Profits at China’s industrial enterprises fell 1.1% in January-July from a year earlier, erasing the 1.0% growth recorded in the first six months, the National Bureau of Statistics said on Saturday.

The bureau did not report standalone numbers for July.

Factory production and operations in major manufacturing hubs like Shenzhen and Tianjin were hit during the month as new COVID restrictions were imposed.

In July, China’s industrial production growth slowed to 3.8% year-on-year from 3.9% in June.

Industrial company liabilities jumped 10.5% from a year earlier in July, matching the 10.5% increase in June, the statistics office said.
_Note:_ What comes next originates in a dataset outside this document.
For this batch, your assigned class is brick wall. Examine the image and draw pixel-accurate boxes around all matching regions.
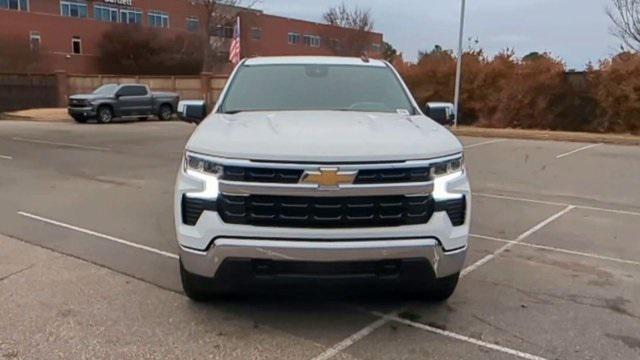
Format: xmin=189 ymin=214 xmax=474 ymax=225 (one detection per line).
xmin=0 ymin=72 xmax=227 ymax=112
xmin=0 ymin=74 xmax=58 ymax=112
US and China reach historic audit agreement

Beijing and Washington took a major step on Friday toward ending a dispute that threatened to drive Chinese firms, including Alibaba, out of US stock exchanges, by signing a pact allowing US regulators to vet accounting firms in China and Hong Kong. .

U.S. regulators have demanded access to U.S.-listed Chinese companies’ audit documents for more than a decade, but Beijing is reluctant to let foreign regulators inspect its accounting firms, citing national security concerns.

The deal marks a partial thaw in U.S.-China relations amid tensions over Taiwan and will relieve hundreds of Chinese companies, U.S. investors and exchanges, giving China an opportunity to retain market access in deepest capitals in the world if it works in practice. .

Otherwise, some 200 Chinese companies could be banned from US stock exchanges, said US Securities and Exchange Commission Chairman Gary Gensler. The agency previously identified Alibaba Group, JD.Com Inc. and NIO among those at risk.